Les Décorés/Jean Richepin
JEAN RICHEPIN
Une des victimes de la magistrature que l’Afrique Centrale nous envie, car on doit posséder une dose colossale de naïveté dans ces contrées dépourvues de tramways et d’émissions panamiques.
Comme pas mal d’écrivains d’une certaine valeur — tels que Baudelaire, les de Goncourt, Flaubert, Bonnetain, Descaves et d’autres que j’oublie — Richepin a été traîné sur le banc de l'infamie, à côté d’escarpes et d’escrocs.
Afin d’éviter une fâcheuse confusion, je tiens — en passant — à prévenir les étrangers désireux de visiter nos tribunaux et de se tenir au courant de nos mœurs, qu’il existe un moyen excellent de distinguer un homme de lettres d’un aigrefin : la plupart du temps, les premiers ont la boutonnière vierge de décoration, et les seconds sont officiers, commandeurs ou grand-croix de la Légion d’honneur.
Au dix-huitième siècle on comblait de faveurs « les beaux esprits » ; actuellement on préfère leur octroyer des casiers judiciaires.

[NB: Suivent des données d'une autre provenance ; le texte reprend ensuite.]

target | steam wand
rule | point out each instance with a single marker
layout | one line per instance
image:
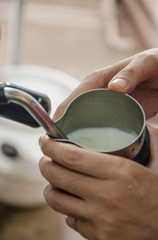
(34, 108)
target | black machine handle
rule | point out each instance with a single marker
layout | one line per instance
(27, 107)
(16, 112)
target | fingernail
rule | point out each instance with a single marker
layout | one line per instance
(118, 84)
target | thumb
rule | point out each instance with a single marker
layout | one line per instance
(153, 164)
(141, 68)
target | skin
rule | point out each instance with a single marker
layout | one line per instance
(108, 197)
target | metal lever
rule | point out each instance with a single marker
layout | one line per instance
(33, 107)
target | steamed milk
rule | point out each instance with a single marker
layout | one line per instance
(102, 138)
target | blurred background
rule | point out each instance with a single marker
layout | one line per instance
(75, 37)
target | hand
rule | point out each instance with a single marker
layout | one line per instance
(137, 75)
(104, 196)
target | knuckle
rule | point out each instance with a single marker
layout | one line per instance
(130, 173)
(71, 156)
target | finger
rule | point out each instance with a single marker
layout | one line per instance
(64, 203)
(99, 165)
(142, 67)
(98, 79)
(72, 182)
(80, 225)
(153, 164)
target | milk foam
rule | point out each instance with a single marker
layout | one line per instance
(102, 138)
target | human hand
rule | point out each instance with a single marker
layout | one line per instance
(137, 76)
(104, 196)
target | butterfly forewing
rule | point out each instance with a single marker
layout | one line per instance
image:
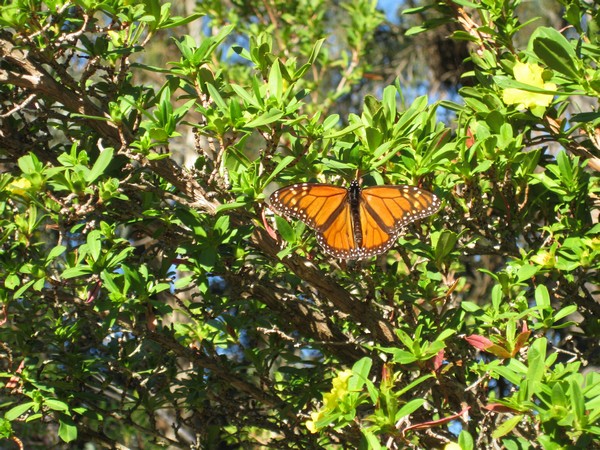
(338, 238)
(393, 207)
(313, 203)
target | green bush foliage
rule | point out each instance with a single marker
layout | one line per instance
(156, 302)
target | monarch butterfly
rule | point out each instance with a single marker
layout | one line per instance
(354, 223)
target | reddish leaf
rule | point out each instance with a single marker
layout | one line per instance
(435, 423)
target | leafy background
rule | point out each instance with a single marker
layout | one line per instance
(148, 300)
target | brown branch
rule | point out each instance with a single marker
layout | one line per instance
(360, 311)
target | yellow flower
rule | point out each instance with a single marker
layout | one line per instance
(19, 186)
(341, 381)
(338, 391)
(330, 400)
(530, 74)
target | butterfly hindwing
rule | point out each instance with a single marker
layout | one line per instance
(354, 223)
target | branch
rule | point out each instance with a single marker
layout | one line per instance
(328, 288)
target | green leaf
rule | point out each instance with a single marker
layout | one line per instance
(266, 118)
(542, 297)
(72, 272)
(18, 410)
(507, 426)
(551, 47)
(55, 252)
(465, 440)
(12, 281)
(100, 165)
(409, 408)
(361, 369)
(536, 359)
(286, 161)
(275, 82)
(94, 242)
(67, 430)
(56, 405)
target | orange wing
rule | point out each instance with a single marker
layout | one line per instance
(385, 210)
(354, 223)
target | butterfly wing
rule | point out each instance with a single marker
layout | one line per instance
(324, 208)
(382, 212)
(385, 210)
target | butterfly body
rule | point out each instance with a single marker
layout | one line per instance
(354, 223)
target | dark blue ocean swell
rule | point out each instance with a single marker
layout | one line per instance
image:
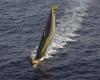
(21, 26)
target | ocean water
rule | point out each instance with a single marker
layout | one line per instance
(75, 51)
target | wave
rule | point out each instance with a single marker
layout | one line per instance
(66, 27)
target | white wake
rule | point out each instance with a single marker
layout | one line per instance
(68, 24)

C’est plus économique.
Je reprends. Accusé, non sans fondements, d’avoir publié la Chanson des Gueux — un livre superbe de fougue et de crânerie, — le poète alla pourrir sur la paille humide des cachots.
Il aurait composé pour un café-concert une inepte obscénité qu’il se serait vu gratifié des palmes académiques, au jour de l’an. L’événement eût été désagréable, mais plus hygiénique, car l’air raréfié de la prison devait étioler ce robuste garçon à la poitrine et aux bras de discobole, aux cheveux crêpus, aux yeux de braise, au teint cuivré, qui ressemble à un Indien égaré dans un complet européen.

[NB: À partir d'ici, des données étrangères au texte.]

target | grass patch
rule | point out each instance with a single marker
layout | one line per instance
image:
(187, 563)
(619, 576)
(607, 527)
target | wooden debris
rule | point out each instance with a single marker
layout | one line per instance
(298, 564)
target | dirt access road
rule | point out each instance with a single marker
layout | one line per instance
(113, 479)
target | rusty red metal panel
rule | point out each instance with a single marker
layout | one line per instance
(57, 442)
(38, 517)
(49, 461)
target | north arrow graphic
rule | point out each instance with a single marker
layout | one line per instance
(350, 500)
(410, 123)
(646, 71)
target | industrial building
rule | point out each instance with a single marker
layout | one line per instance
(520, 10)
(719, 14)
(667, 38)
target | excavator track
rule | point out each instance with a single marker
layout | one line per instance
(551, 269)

Et cependant je ne sais si, à cause de son imprévu, cette villégiature forcée — intra muros — n’a pas amusé Richepin. Du sang bohémien, du sang tzigane coule dans les veines de ce « Touranien » qui se promena longtemps avec un bracelet d’or au bras, qui préfère la robe de chambre écarlate à l’habit noir, qui joua, à la Porte-Saint-Martin, le principal rôle dans son drame de Nana-Sahib, et dont les sautes brusques déroutent l’observateur le plus perspicace.
Pas facile, en effet, d’immatriculer cet irrégulier qui n’a retenu de chaise à l’année dans aucune église ; son talent à facettes multicolores brille et s’éteint sans qu’on sache pourquoi ni comment. Naturaliste dans la Glu, romantique dans Monsieur Scapin, romanesque dans Miarka, il culbute lourdement dans le vieux mélo en compagnie du Chien de garde. Après avoir trouvé des accents admirables quand il écrit les Blasphèmes et la Mer, il commet un roman sensiblard comme les Braves gens où, dans le ronronnement d’une intrigue éculée, surgit — à propos de bottes — une pantomime qui vous étreint et vous passionne, une pantomime de rêve, folle, terrifiante, extraordinaire, angoissante, enthousiasmante. Est-ce donc le même homme qui, en 1873, passe en correctionnelle pour avoir lancé ce vaillant cri de pitié et de révolte appelé la Chanson des Gueux, et qui, en 1888, offre Le Flibustier à l’admiration des demoiselles bien sages ?
On pourrait affirmer qu’il existe un, deux, trois, quatre Richepin, que dis-je ? une compagnie de Richepin, Richepin and Co. — Je serais médiocrement étonné d’apprendre que l’auteur des Morts bizarres, socialiste hier, soit allé aujourd’hui s’enterrer à la Grande Chartreuse ; qu’il ait été faire sauter, à coups de dynamite, la monarchie chinoise ou qu’il se soit placé à la tête d’une bande de partisans dans le but de reconquérir le saint sépulcre ; qu’il ait accepté une chaire de littérature dans un lycée de jeunes filles ou qu’il ait produit un chef-d’œuvre. Demain, sera-t-il Dieu, table ou cuvette ? Oublions Vers la joie, et demandons à sœur Anne si elle ne voit rien venir.
Mais ces à-coups n’ont jamais pour mobiles de bas calculs d’intérêt personnel ; car Richepin reste aussi sincère dans ses accalmies que dans ses tempêtes, dans ses reculades que dans ses emballements.
En résumé, un consciencieux, un probe, un fier, un véritable littérateur doublé d’un brave homme.